Resurrection Day is set some ten years after the Cuban Missile Crisis, centred around the the character of Carl Landry. The difference between our history and the history of Resurrection Day is the outcome of the Cuban Missile Crisis. In our timeline, President Kennedy enforced a blockade, resisted pressure to attack Cuba when a U2 reconnaissance plane was shot down, and negotiated a withdrawal of the Soviet nuclear missiles from Cuba. In the timeline of Resurrection Day however, things go drastically wrong. An aggressive U.S. General takes matters into his own hands and retaliates for the downing of the craft, leading to an invasion, a nuclear exchange, and the deaths of millions of Americans as a result. Resurrection Day is set in the aftermath of this war, in which the surviving members of President Kennedy's administration are war criminals, and the U.S. is reduced to being a semi-despotic Second World state reliant on the goodwill of the U.K. while the European Powers reassume their dominance of the globe.

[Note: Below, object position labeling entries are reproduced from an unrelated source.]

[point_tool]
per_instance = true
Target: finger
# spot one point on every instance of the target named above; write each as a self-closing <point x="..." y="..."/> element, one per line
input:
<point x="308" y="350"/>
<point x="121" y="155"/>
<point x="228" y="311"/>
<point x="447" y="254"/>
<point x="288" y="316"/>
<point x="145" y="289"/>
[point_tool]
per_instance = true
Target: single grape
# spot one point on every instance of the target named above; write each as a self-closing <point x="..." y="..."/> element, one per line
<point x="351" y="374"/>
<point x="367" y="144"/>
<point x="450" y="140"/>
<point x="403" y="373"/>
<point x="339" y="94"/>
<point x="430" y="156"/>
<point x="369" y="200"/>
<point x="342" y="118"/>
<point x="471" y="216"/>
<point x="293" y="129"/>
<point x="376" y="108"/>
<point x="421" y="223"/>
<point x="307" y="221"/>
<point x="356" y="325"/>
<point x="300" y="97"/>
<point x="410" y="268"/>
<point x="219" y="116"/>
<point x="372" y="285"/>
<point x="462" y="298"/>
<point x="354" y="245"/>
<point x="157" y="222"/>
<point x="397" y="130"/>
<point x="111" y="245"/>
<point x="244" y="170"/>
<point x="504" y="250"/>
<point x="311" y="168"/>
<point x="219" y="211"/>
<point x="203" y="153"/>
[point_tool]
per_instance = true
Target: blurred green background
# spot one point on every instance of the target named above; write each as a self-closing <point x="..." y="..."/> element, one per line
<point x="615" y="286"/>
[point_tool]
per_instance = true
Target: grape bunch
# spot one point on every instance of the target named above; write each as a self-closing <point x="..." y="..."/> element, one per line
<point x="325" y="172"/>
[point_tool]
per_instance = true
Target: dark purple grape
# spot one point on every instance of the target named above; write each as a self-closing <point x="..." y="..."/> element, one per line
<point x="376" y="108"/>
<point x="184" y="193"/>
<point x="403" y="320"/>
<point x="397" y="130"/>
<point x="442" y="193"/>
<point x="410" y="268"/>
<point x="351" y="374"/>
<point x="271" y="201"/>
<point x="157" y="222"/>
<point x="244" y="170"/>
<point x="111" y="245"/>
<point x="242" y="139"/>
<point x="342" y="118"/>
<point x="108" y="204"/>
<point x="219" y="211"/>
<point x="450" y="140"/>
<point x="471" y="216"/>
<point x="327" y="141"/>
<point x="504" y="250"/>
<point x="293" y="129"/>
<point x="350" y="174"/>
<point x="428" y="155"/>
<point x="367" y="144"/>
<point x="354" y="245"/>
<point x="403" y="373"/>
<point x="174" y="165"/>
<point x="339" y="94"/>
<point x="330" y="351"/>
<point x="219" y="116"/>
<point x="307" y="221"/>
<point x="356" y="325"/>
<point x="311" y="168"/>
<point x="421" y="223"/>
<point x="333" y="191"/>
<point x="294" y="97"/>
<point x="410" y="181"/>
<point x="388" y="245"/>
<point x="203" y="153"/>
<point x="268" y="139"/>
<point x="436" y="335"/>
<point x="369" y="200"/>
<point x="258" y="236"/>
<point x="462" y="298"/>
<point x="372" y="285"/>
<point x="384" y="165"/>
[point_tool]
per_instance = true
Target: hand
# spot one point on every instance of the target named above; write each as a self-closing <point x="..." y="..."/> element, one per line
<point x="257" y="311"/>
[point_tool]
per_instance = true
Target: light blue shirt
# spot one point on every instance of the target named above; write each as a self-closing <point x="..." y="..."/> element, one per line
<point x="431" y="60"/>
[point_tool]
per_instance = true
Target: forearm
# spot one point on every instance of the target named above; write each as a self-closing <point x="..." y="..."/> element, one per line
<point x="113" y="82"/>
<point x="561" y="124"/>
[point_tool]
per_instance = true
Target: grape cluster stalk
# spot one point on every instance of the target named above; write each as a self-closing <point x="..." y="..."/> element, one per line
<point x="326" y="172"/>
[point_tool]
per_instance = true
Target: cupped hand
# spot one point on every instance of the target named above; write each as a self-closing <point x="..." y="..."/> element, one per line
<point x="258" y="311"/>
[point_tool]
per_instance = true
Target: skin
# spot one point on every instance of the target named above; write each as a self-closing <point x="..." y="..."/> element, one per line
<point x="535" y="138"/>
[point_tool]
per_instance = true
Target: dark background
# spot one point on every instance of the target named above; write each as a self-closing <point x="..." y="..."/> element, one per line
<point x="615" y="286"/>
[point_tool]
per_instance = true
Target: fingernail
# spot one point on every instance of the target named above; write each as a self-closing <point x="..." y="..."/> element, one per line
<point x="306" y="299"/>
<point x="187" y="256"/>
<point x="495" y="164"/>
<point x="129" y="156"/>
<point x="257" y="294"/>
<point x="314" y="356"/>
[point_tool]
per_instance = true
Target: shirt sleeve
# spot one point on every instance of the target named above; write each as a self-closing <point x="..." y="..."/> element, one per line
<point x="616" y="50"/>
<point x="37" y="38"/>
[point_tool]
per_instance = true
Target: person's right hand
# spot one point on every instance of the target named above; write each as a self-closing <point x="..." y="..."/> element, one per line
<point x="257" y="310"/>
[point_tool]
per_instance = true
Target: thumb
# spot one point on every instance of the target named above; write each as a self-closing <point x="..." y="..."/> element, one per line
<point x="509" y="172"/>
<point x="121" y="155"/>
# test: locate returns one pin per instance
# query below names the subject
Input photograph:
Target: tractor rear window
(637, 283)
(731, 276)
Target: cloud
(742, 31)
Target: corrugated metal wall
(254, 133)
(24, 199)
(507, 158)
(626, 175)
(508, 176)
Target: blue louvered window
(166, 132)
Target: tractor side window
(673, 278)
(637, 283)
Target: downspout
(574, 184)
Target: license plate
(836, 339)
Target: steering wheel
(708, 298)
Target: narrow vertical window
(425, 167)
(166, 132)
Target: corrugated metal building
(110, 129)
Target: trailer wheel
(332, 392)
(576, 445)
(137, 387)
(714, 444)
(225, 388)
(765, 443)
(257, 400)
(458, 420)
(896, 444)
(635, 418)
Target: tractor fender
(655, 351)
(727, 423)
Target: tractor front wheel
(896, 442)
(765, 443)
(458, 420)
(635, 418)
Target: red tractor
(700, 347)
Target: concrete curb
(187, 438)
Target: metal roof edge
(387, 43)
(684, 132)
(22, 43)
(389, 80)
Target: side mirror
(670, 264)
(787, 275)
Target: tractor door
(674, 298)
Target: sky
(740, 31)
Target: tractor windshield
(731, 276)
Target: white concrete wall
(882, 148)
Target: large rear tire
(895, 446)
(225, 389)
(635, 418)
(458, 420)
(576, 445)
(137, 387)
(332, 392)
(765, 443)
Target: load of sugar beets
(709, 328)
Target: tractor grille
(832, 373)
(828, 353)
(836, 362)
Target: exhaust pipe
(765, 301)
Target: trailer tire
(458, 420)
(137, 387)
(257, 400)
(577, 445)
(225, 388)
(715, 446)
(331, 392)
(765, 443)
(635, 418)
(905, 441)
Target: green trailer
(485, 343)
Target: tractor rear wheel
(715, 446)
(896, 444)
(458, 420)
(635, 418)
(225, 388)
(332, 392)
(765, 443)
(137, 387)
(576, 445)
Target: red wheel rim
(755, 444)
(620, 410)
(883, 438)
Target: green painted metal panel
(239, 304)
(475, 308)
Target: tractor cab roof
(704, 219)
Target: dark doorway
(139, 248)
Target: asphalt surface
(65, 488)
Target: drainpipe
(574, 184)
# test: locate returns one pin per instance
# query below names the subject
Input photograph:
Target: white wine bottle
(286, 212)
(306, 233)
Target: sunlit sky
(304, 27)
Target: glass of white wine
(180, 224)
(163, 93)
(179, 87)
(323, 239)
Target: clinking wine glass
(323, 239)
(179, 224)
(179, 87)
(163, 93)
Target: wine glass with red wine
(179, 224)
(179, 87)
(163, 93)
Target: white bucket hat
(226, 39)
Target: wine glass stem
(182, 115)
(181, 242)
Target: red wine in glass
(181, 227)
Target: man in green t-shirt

So what makes Resurrection Day such a good read? It is certainly a believable alternative history – it does not require a great shift in events as the turning point is a “nexus” point on the historical line (where the result hung in the balance). The characters in the story are human, realistic, and develop well through the progress of the story. Rather than presenting all the facts of the alternative world, the facts are teased out over the course of the novel. The story has competing factions exerting influence over events as they unravel. Admittedly Resurrection Day is a typical “conspiracy” style of novel as so often occurs in alternate histories (whether it be to overthrow an occupying power, or uncover a hidden conspiracy that goes right to the core of the government), but what exactly the mystery is and is not is never clear until the final pages. Indeed, DuBois leads the imagination along several different false possibilities before revealing the truth. The title itself is just as cryptic, not making much sense until well into the novel. Like Carl Landry, the reader is left wondering just who the “hero” of the story can actually trust as the story weaves and twists along its arc.
So what is wrong with the novel? Conceptually, not a lot. Only one or two characters are portrayed as being “totally evil”, probably because not a lot of attention is paid to them in their ancillary roles in the storyline. All the other “bad” characters are revealed to have other sides to their personalities, a welcome relief from the inept dual dichotomy that other adversarial novels often propagate. Perhaps the main flaw is that it (deliberately) leaves some questions unanswered, as one might expect in reality. While this lends to the believability of the novel, it does leave the imagination to run away with possibilities; for those who prefer novels that cross all the t's and dot the i's this will disappoint. Furthermore, one aspect of the ending is, while sentimental and nice in finishing the book on a happy note, slightly tacky and predictable given certain statements through the course of the book (it is a loose end that is tied up). Finally, if one has grave concerns about reading novels where “extra-marital relations” occur, then this book may not be for you (unless you skip the bits). It's only a minor point in the story, but it is there nevertheless.
If you are looking for a good alternative history then this novel is heartily recommended to you. You will struggle to place it down, I am certain. Do not be concerned by the subject matter – this is not an “apocalyptic” novel like Nevil Shute's On The Beach or the 1980s BBC docu-drama Threads (where a nuclear attack on Britain leads 15 years later to a medieval-level population living in a similar if not worse state of civilisation). It does concern the results of a nuclear war, however, and the upheaval to both American and global society as a result. Well written, powerful and compelling, but most frightening of all plausible, this novel is worthy of nine stars out of ten.